There are only two ways to get a coerulea out of those lines. The first is to breed them back to a coerulea and even that does not always work. The second is to breed with a coerulea or non-coerulea that has genetics for turning off Anthocyanin production.
I'm currently tracking two groups of coeruleas that appear to have the same mutation and as a result are compatible when breeding:
- standard coerulea violacea
- coerulea pulcherrima
- some alba equestris cultivars
- indigo violacea
- coerulea bellina
- equestris v cyanochilus
This creates a really big divide between pulcherrima crosses and indigo violacea crosses.

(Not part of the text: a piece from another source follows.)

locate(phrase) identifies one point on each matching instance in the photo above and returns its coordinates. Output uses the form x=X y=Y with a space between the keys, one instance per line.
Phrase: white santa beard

I suspect the new coerulea tetraspis/speciosa and lueddemanniana are going to go into group 2 based on the early crosses I have seen. But I don't have enough data yet to really confirm that. It's always possible that these have completely different mutations and they will fall out of group 1 and 2 completely.
Mituo's coerulea crosses that are coming out of Dragon Tree Eagle appear to be in group 1. It appears to be a case where Dragon Tree Eagle has a tendency to throw the mutation that gives you a coerulea and then when you add standard coerulea violacea into the mix you get more stable coeruleas.
Only recently have I been able to develop coerulea crosses where Group 1 and 2 coeruleas can be successfully bred together. I have multiple things I'm working on with coeruleas, but one big chunk of the current work that I'm doing is related coming up with techniques that will allow for breeding between the two groups of coeruleas.
Sorry for the long response. But hopefully the some of the extra context is helpful.
Posted: Tue Jul 16, 2019 11:42 am
That’s absolutely helpful. Thank you for allowing the tangent in your thread.
It’s difficult for me to resist wanting to use an f1 or F2 cross because like you said, it’s probably already set to correct some of those pathways. It’s also amazing how that gene(s) might not become permanent in such focused breeding.
At any rate, I’m ready to add some more nice coeruleas to the collection!